November 30, 2013 / by emptywheel

 

The James Clapper Plan to “Change” NSA by Keeping John Inglis in Charge

Yesterday, Ellen Nakashima reported that James Clapper supports splitting CyberCommand off of NSA. To understand whether this would represent real change or not, consider that they’re considering John Inglis — currently Keith Alexander’s Deputy — to lead NSA.

At a White House meeting of senior national security officials last week, Director of National Intelligence James R. Clapper Jr. said he was in favor of ending the current policy of having one official in charge of both the National Security Agency and U.S. Cyber Command, said the individuals, who spoke on the condition of anonymity.

Also, officials appear inclined to install a civilian as director of the NSA for the first time in the agency’s 61-year history. Among those said to be potential successors to the current director, Gen. Keith B. Alexander, is his deputy, John C. “Chris” Inglis.

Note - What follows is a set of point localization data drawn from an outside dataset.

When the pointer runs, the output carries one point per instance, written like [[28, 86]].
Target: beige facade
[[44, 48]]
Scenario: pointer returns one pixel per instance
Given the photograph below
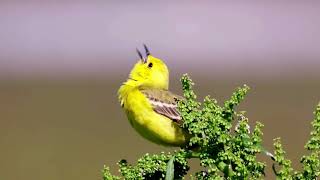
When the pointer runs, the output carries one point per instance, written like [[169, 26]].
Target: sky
[[74, 38]]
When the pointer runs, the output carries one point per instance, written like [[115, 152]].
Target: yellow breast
[[151, 125]]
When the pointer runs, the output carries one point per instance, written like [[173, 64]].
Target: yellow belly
[[151, 125]]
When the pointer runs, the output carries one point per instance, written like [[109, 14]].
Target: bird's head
[[150, 72]]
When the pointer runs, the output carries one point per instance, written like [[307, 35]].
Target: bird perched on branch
[[152, 109]]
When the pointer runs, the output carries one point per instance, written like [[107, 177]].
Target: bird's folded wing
[[164, 103]]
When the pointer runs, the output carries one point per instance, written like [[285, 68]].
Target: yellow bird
[[152, 109]]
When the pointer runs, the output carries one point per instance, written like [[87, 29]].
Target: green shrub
[[224, 151]]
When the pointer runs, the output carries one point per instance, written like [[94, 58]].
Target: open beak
[[143, 59]]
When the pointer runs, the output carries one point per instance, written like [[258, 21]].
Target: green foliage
[[224, 151], [310, 163]]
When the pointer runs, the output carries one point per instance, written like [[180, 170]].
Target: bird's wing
[[164, 103]]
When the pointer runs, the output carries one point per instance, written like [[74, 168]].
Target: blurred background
[[62, 62]]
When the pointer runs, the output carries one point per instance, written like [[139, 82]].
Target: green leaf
[[170, 169]]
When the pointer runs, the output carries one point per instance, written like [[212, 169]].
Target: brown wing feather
[[164, 103]]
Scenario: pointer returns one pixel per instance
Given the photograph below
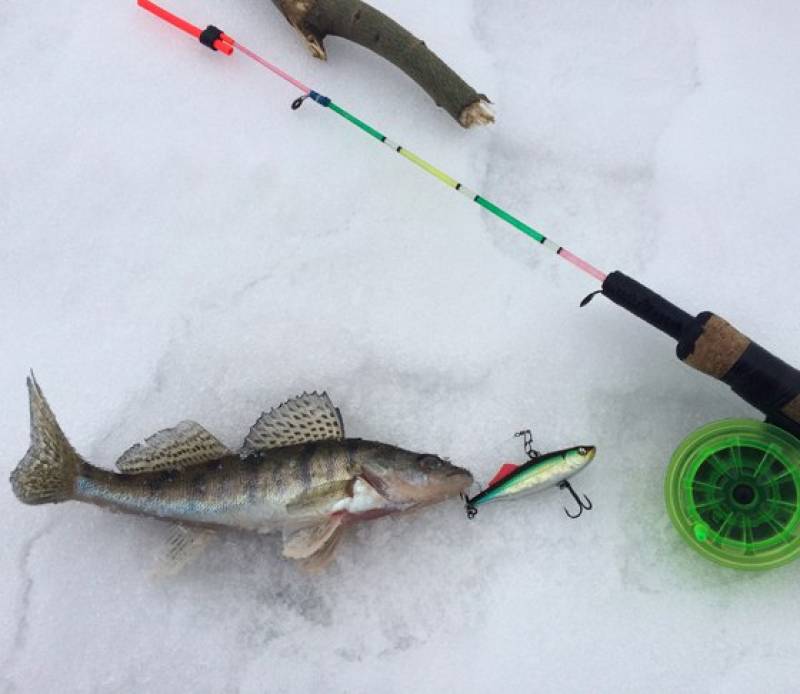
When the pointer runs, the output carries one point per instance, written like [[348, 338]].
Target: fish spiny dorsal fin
[[502, 473], [309, 417], [182, 446]]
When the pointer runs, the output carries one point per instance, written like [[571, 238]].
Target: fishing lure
[[542, 471]]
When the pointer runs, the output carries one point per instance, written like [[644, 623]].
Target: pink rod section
[[583, 265], [273, 68]]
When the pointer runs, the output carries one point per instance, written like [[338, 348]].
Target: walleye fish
[[296, 472], [542, 471]]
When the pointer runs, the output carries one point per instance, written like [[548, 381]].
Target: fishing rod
[[705, 342]]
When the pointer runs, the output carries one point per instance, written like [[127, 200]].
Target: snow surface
[[177, 243]]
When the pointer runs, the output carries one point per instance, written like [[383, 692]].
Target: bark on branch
[[361, 23]]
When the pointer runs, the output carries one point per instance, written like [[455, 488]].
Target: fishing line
[[217, 40]]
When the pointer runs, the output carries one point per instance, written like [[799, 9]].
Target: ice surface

Frankly, I think splitting off Cyber is the wrong solution in any case. The problem, as I see it, is that both the cyberoffensive and the information collecting missions favor a policy of creating vulnerabilities that both US hackers and collectors can exploit in the future. That leaves the third NSA mission — protecting US networks — stuck with an approach of finding those entities that are exploiting vulnerabilities, rather than working on a resilience strategy that not only might work better, but also would provide Americans greater privacy. I think splitting off the defensive side, potentially creating a champion for real security, would do more than splitting off Cyber, which probably only leaves two competing champions for creating and exploiting vulnerabilities.

In any case, though, if John Inglis is in charge of one of those champions of creating vulnerabilities, chances are negligible the NSA will change its approach.